As the U.S. grapples with a renewed debate over race and policing after the events of the past two weeks, South Carolina Senator Tim Scott has cited his own encounters with the police to throw light on the relationship between black people and law enforcement in the country.
In a candid speech on the Senate floor Wednesday, Scott described several instances where he felt he was targeted specifically for his race, Politico reports.
The most recent instance, he said, was last year during a stop by a Capitol Police officer who seemed to imply that he was impersonating a Senator. “The pin, I know,” Scott recounted him saying, referring to Scott’s senatorial lapel pin. “You, I don’t.”
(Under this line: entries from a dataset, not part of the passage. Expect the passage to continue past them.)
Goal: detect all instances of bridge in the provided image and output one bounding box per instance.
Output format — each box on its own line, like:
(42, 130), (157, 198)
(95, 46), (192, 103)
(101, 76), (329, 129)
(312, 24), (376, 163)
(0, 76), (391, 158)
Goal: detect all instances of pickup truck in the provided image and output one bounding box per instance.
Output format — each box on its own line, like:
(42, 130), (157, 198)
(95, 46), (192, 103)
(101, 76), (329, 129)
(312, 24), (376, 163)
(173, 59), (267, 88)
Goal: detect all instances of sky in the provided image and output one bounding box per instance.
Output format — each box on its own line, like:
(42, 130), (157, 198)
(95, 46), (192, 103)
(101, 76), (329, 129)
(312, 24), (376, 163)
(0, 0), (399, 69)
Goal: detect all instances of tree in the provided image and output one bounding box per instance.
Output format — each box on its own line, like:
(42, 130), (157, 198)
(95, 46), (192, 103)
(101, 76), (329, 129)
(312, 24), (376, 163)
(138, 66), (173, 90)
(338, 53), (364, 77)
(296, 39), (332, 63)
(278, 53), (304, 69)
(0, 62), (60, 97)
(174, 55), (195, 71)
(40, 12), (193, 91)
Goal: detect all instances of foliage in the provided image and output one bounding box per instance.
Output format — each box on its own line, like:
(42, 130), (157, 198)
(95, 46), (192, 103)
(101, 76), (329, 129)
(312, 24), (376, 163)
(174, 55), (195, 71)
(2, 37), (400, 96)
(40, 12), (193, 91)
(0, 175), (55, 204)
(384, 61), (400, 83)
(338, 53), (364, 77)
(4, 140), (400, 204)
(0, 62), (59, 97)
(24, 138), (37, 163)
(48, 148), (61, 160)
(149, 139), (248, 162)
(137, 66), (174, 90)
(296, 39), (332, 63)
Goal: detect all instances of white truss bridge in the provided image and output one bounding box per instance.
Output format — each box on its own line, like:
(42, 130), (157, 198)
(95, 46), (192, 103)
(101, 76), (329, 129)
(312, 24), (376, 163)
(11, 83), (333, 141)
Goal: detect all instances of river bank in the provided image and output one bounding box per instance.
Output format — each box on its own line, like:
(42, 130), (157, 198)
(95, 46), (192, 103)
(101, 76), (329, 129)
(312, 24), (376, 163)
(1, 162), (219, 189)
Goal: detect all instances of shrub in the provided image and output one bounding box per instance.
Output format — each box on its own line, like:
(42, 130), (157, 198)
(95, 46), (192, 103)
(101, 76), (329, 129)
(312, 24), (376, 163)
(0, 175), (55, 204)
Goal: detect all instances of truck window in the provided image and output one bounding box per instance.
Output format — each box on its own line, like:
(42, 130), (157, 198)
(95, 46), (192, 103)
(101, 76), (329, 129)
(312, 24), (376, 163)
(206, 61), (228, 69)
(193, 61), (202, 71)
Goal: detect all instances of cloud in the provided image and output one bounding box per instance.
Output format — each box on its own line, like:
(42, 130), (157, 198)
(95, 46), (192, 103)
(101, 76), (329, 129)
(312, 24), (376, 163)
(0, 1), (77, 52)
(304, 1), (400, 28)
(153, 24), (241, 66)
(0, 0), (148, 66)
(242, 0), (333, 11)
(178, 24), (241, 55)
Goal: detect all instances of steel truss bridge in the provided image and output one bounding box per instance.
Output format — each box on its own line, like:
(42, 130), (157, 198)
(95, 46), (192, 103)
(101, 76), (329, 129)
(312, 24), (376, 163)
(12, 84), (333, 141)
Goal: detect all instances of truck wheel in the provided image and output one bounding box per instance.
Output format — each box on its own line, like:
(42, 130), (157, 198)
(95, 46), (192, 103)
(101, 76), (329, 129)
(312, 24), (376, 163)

Over the course of a year in office, the 50-year-old Republican Senator says he was stopped seven times, the “vast majority” of which were for “nothing more than driving a new car in the wrong neighborhood or some other reason just as trivial.” He also detailed the similar experiences of his brother, a sergeant major in the U.S. army, and one of his former staffers.
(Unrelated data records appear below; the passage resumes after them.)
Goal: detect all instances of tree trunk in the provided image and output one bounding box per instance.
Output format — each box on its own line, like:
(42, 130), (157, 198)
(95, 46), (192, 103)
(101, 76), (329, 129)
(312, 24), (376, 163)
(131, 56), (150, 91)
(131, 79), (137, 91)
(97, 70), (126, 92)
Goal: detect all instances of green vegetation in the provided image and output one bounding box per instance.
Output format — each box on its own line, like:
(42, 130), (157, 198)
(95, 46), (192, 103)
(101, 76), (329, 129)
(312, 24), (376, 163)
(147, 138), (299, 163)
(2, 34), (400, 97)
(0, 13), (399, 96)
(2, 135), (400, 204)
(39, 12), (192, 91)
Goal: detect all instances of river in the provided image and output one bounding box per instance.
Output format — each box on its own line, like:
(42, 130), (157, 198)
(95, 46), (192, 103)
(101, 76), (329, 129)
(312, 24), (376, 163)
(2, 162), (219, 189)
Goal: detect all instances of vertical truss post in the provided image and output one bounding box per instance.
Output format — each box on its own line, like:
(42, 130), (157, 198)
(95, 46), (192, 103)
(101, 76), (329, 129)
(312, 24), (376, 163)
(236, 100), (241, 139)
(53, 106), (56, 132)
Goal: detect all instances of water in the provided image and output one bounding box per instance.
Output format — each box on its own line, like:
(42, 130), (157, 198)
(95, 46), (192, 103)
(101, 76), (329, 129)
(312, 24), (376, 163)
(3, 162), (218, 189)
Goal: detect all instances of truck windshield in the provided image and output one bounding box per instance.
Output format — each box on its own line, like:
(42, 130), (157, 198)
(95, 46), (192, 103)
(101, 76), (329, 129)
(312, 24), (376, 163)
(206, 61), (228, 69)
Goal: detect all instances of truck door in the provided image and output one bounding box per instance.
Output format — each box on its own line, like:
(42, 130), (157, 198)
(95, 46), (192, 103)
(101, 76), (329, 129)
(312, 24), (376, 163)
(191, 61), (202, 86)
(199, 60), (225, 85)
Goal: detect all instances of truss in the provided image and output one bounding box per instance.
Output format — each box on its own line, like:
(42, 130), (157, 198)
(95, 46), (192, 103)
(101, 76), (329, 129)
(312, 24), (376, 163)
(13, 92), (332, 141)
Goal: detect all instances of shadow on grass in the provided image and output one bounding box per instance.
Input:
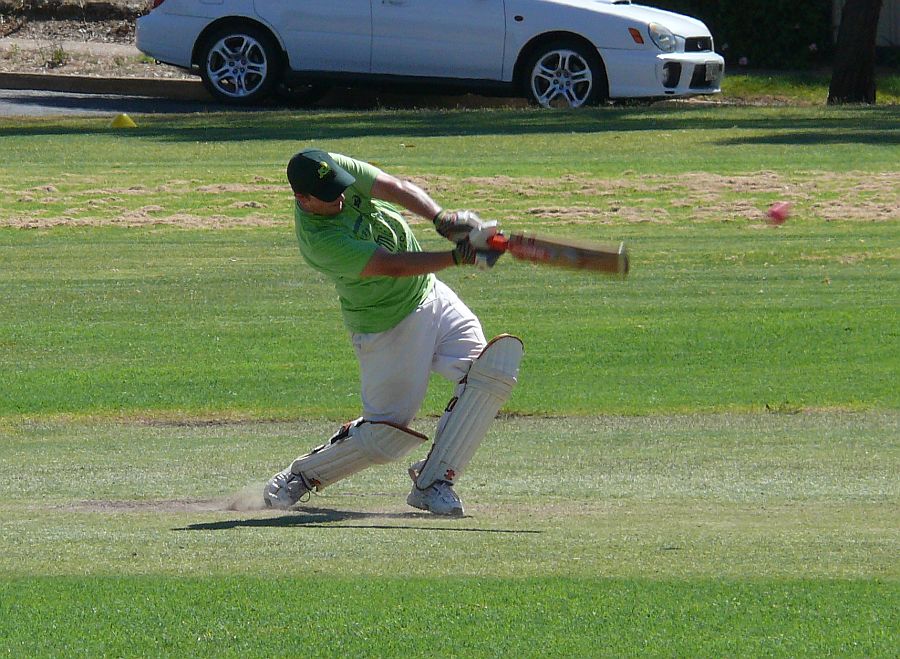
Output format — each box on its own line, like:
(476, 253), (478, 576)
(174, 506), (541, 534)
(0, 102), (897, 143)
(717, 130), (899, 146)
Scott’s remarks come during a tumultuous time for U.S. race relations, after the recent separate shootings of two black men — Alton Sterling and Philando Castile — by police officers was followed by an attack on a protest march in Dallas where five policemen were targeted and killed.
“I have felt the anger, the frustration, the sadness and the humiliation that comes with feeling like you’re being targeted for nothing more than being just yourself,” Scott said, according to Politico. “Recognize that just because you do not feel the pain, the anguish of another, does not mean it does not exist.”